Digitization has changed the approach to business and introduced global and looming platforms to explore enormous opportunities. Now, the digital world has given new wings and colors to add to your business such as gaining popularity globally, doing digital promotions and advertisements, and earning more profits. The only thing that can limit your growth is the continuous cash flow which is a significant challenge to manage and get over. However, traditional loan suppliers and banks allow you to raise capital on their terms. Their process asks you for tedious paperwork, long durations, heavy interest, and fixed hefty installments. Here, Revenue-based Financing (RBF) comes in to help you raise capital within a short duration and without giving up equity.
Revenue-based Financing (RBF) is a substantial funding solution for digital businesses. It allows you to raise capital without the fear of equity dilution. The idea is to provide funds to a business in exchange for the business’s future revenue till a certain predetermined amount has been paid. Besides, RBF is popular with highlighting the following benefits –
- No fear of equity dilution – RBF never asks to stake equity in return for the loan amount.
- Be your boss – RBF providers never demand any signatory position on the board of directors or promoters.
- Fast process and cash disbursement: RBF Ventures has an automated and data-based process. AI system enables easy and fast cash disbursement.
- Transparent Process: The process is automated and system-based ensuring transparency between lender and finance company.
- Data-driven process: The process is clear and transparent as it is completely based on the data, previous records, and forecasted revenues.
- Flexible repayments: RBF companies offer flexibility to pay loan amounts via the percentage of future revenue.
- Professional consultation: Some RBF ventures offer consultations from experts and professionals who help you to grow and perform your business.
How To Get Fund For your Digital Business –
To get easy funding for your digital business. Let’s begin with
- An Effective Business Plan: Create a comprehensive business plan that outlines the business’s current stats, plan, growth projection, marketing and advertising strategy, revenue streams, target market, and financial projection. This will help you to project a business plan effectively and provide a clear understanding of your business.
- Identify Potential Investors: The important factor is to identify potential investors who are experienced in revenue-based financing for digital businesses.
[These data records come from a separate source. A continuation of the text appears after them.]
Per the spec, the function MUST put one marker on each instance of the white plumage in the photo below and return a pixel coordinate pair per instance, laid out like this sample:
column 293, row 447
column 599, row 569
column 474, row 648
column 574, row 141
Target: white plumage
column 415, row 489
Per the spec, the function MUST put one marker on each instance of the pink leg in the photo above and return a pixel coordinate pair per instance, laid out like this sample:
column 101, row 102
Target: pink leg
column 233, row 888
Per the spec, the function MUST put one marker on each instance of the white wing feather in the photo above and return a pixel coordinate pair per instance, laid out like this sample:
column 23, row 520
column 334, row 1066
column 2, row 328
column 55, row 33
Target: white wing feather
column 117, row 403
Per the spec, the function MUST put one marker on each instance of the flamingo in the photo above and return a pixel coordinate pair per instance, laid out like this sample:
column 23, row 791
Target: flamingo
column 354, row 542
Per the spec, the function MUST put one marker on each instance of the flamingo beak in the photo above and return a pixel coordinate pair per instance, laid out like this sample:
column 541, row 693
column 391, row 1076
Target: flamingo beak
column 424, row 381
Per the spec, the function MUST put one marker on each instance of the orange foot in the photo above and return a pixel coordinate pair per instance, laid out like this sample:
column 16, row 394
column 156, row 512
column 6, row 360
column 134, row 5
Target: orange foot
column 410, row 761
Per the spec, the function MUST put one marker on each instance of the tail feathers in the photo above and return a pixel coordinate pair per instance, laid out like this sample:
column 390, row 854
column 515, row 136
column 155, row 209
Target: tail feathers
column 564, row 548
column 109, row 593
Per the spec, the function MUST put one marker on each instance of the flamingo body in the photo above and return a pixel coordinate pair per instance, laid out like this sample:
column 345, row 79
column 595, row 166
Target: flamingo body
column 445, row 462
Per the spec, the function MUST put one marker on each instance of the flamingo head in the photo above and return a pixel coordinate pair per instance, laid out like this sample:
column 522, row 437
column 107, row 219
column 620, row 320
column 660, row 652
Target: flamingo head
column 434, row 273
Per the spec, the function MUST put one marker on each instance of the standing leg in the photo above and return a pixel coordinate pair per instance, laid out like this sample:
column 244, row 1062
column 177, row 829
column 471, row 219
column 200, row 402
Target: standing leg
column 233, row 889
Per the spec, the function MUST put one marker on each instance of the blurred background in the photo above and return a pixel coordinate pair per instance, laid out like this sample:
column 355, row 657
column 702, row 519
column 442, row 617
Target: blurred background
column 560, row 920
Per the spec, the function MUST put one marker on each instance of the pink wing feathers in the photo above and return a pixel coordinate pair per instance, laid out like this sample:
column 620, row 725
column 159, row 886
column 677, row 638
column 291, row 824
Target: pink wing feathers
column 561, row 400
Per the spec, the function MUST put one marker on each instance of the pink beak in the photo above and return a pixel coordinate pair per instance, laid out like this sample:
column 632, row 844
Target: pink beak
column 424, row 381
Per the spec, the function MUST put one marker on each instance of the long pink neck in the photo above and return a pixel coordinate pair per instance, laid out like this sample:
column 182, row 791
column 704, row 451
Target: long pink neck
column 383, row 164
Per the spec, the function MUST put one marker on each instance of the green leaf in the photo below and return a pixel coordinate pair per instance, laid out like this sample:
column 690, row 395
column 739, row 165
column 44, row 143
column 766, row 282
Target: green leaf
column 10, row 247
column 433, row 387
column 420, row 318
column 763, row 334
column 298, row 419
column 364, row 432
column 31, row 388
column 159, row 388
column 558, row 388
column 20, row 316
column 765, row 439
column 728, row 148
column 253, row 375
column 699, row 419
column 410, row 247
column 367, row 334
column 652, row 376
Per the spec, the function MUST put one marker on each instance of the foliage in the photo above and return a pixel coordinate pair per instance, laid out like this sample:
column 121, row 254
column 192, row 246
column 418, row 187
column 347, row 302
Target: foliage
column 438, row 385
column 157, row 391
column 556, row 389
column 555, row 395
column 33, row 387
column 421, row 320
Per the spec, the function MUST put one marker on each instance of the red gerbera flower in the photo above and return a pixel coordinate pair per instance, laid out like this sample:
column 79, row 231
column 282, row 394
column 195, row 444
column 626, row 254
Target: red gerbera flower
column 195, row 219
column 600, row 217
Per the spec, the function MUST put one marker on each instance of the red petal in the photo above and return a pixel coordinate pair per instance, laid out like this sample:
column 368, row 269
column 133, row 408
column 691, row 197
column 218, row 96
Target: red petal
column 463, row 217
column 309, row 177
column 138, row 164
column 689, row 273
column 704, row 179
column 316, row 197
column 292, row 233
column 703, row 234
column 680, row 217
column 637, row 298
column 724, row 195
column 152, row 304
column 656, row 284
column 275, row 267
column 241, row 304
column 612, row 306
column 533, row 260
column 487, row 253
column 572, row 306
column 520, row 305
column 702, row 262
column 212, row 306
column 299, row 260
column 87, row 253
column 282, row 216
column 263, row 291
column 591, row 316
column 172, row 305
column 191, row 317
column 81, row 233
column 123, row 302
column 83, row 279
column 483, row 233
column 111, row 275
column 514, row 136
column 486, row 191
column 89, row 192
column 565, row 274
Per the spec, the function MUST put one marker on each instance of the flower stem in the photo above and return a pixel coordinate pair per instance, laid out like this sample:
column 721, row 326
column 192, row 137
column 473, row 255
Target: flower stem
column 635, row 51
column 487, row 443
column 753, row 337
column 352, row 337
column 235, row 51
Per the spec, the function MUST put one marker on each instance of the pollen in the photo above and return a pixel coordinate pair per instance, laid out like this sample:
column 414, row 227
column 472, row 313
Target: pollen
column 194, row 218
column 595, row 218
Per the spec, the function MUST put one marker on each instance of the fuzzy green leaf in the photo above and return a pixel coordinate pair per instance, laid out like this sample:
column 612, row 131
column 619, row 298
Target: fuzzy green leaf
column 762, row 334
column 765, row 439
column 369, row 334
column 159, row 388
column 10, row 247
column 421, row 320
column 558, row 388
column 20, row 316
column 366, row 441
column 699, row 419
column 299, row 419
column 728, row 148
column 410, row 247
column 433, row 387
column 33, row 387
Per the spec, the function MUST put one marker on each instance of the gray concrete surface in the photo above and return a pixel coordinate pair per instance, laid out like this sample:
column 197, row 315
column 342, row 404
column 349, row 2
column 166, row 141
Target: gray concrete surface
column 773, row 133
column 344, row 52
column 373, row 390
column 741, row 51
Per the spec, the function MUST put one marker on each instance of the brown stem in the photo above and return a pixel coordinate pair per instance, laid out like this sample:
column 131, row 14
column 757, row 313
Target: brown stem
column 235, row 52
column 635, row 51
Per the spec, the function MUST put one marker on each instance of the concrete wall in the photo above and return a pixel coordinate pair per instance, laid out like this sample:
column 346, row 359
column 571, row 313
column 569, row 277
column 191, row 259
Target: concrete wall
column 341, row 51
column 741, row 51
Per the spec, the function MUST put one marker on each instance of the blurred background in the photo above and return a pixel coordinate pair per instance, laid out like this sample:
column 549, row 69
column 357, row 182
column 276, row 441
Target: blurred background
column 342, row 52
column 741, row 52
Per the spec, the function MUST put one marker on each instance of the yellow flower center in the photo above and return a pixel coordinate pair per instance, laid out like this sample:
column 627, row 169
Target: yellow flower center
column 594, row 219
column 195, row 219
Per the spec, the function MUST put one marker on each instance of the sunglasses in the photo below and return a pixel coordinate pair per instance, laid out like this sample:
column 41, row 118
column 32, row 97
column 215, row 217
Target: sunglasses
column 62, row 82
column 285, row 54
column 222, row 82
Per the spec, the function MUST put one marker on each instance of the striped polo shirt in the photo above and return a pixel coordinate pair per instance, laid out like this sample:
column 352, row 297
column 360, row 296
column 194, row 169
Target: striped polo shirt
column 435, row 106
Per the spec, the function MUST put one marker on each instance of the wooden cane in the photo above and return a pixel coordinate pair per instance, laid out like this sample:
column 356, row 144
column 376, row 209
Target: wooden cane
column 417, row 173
You can google your queries or can seek recommendations from your friends and family.
- Pitch Your Business: Prepare a compelling pitch that can highlight the unique proposition of your digital business. Simultaneously, explain how RBF can benefit your business as well as how your business can benefits other party too.
- Negotiate terms: When approaching investors, get ready to negotiate the terms of the RBF agreement including determining the percentage of revenue, repayment period, and so on.
- Demonstrate Traction: Investors will fund your digital business if you can demonstrate traction and provide a proven track record of generating revenue.
- Transparency and Communication: Never portray wrong information, and always be transparent with potential investors about the risk and challenges of your business. Reflect your progress and financial performance periodically to your investors to build trust and confidence.
- Documentation: Once agreed on the mutual terms, draft necessary documents outlining the terms and conditions of the revenue-based financing agreement.
Revenue-based financing helps start-ups to grow and develop. Although, it is always advisable to seek advice from financial experts or legal counsel. It is recommended to go with registered and experience brands like Vedfin.